Thursday, August 25, 2005

Experiments with the truth

It's the absolute truth. I have struggled with my weight since my teens. Always been overweight, a fatty, rolypoly, cuddly, 'healthy'. Tried 548 diets between ages 14 and 19. Gave up at age 20. Decided that it was not to be. The aim shifted from thin to healthy instead. Ok, to a thinnie that sounds like a crock, an excuse from the fattie next door. But to this rolypoly it's a realistic goal.

Anyway, long story short, I'm a healthy fatty (or so I like to believe). I can cycle 45 minutes and cover 13 kms in that time without collapsing in a heap. London has taught me to walk (what seem like) endless stretches and my stamina has gone from strength to strength. I eat/drink a good balance of fresh fruit and veg, pulses and lentils, meat and soya, milk and juices. I swim 30 laps of a fairly large pool once a week. Blah blah blah. I'm still no thinner today than when I began this regimen. I'm still a fatty. Albeit a healthier one.

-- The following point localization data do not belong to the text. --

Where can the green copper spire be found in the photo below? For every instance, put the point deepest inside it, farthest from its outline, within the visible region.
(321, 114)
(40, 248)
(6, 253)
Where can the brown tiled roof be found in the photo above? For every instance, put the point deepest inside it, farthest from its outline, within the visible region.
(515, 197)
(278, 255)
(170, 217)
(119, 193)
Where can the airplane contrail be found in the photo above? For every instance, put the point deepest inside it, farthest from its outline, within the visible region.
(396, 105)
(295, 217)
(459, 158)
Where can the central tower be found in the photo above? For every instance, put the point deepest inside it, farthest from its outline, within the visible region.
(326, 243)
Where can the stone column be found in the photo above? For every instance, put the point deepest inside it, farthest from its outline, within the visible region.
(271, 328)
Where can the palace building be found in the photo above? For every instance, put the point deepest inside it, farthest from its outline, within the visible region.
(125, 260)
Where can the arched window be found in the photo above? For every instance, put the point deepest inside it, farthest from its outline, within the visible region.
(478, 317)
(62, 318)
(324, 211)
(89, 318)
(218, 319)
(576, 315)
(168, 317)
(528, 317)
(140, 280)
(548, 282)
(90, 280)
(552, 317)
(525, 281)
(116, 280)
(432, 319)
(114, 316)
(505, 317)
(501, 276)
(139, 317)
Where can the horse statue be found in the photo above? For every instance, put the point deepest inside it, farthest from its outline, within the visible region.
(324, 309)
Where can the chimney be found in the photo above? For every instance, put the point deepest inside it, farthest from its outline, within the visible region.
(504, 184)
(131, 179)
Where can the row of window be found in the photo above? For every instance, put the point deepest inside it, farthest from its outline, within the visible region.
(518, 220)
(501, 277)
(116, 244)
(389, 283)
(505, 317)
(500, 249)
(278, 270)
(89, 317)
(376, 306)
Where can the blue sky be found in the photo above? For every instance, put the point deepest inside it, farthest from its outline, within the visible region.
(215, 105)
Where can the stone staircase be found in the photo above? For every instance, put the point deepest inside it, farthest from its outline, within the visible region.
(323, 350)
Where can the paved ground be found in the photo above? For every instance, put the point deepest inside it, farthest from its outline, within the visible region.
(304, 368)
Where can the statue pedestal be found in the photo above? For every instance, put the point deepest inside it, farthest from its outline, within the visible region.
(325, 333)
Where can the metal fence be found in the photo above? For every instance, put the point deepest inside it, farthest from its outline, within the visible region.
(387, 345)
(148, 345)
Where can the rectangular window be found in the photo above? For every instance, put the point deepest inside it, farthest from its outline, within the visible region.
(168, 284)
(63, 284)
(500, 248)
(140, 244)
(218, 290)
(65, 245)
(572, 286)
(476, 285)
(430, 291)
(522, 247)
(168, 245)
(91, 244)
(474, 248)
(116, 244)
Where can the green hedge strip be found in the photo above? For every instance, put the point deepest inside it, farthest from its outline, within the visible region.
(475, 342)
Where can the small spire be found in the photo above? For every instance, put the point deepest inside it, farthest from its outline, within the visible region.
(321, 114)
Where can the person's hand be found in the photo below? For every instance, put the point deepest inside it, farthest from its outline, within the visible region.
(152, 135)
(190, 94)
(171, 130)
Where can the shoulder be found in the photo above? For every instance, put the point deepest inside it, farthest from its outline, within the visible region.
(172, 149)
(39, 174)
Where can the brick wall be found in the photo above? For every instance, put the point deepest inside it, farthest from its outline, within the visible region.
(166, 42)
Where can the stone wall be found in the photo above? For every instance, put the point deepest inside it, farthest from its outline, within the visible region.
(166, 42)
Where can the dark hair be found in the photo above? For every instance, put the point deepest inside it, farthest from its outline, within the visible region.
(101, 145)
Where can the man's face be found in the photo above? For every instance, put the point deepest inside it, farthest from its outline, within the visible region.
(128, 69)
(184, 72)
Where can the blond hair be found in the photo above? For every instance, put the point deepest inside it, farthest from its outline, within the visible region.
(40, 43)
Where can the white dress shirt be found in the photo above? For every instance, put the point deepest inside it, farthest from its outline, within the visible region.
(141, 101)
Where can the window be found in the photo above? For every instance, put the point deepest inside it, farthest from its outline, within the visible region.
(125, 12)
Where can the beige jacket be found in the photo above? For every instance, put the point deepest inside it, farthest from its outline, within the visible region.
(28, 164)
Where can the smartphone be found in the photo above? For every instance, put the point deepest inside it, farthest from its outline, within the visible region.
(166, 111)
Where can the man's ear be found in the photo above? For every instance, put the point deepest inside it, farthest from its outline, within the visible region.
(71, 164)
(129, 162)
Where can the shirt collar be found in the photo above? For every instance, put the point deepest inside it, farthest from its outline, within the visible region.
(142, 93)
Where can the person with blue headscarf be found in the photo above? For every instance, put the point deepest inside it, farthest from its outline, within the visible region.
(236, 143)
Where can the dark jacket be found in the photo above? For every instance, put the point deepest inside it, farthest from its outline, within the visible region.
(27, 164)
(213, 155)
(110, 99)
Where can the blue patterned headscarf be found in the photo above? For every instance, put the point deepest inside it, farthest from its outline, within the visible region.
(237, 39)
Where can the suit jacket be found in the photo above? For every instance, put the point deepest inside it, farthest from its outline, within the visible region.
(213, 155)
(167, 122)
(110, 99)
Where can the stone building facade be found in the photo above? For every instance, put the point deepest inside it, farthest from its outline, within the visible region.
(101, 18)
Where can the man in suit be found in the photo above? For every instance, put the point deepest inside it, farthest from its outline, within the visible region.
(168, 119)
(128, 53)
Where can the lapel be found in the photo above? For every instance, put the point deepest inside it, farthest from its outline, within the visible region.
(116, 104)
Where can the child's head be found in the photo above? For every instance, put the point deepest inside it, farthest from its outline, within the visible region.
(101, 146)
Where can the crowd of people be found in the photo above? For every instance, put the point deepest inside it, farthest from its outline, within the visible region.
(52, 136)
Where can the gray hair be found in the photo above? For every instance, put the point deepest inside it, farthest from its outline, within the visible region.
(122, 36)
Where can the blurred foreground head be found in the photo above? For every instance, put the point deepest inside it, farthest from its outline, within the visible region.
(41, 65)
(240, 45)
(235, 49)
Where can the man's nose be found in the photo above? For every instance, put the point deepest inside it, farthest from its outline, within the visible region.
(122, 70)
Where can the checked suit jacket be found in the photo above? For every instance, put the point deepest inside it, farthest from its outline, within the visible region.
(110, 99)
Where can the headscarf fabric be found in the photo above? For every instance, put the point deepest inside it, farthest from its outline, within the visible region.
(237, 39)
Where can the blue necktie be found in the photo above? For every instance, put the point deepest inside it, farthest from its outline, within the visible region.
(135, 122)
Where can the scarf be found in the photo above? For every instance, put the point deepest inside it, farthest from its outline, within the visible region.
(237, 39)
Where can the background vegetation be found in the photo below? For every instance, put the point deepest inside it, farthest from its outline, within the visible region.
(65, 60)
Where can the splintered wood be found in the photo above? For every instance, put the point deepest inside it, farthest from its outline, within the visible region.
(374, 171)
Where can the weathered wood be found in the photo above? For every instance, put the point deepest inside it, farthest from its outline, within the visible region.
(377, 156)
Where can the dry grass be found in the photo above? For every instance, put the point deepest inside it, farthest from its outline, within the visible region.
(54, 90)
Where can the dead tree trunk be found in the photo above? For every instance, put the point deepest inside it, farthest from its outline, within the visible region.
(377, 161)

So what's this post about, really. I got handed a flier boasting a 5 day membership to a fairly fancy gym in my area with no strings (like a photocopy of my credit card) attached. Decided to take the chance and move a step up from standstill cycling in front of our TV each evening (or 3 evenings a week, realistically). The decision was threefold:
a. to see if this place was worth it's money and it IS ridiculously expensive
b. to see if I could exercise 5 days in a row, without losing steam, enthusiasm or a body part (trust me, in some of these complicated treadmill/climb/cycle machine morphs it's not hard to imagine)
c. to see if I could fit planned exercise (classes) into my daily regimen of volunteering, job and house hunting

So starting this past Monday I became the proud owner of a 5 day gym pass. Monday (Day 1) I got myself into a 1 hr Pilates class and then swam 30 laps of the pool. Tuesday (Day 2) I just swam 30 laps and gave up. Today (Day 3, Wednesday) I treadmilled at a fair incline for 40 minutes (it took me 20 minutes before that just to figure out how to get the damn machine to work), attended 'express' Pilates (30 minutes) and did beginners yoga (1 hr). The beginners yoga was anything but. The class immediately launched itself into shoulderstands while I huffed and puffed my way into the most basic poses. Luckily there was one other 'newbie', so we looked equally foolish together. I feel healthy because I'm keeping up with most things, not making a complete idiot of myself in a gym of green beans. The yoga class was just unfair...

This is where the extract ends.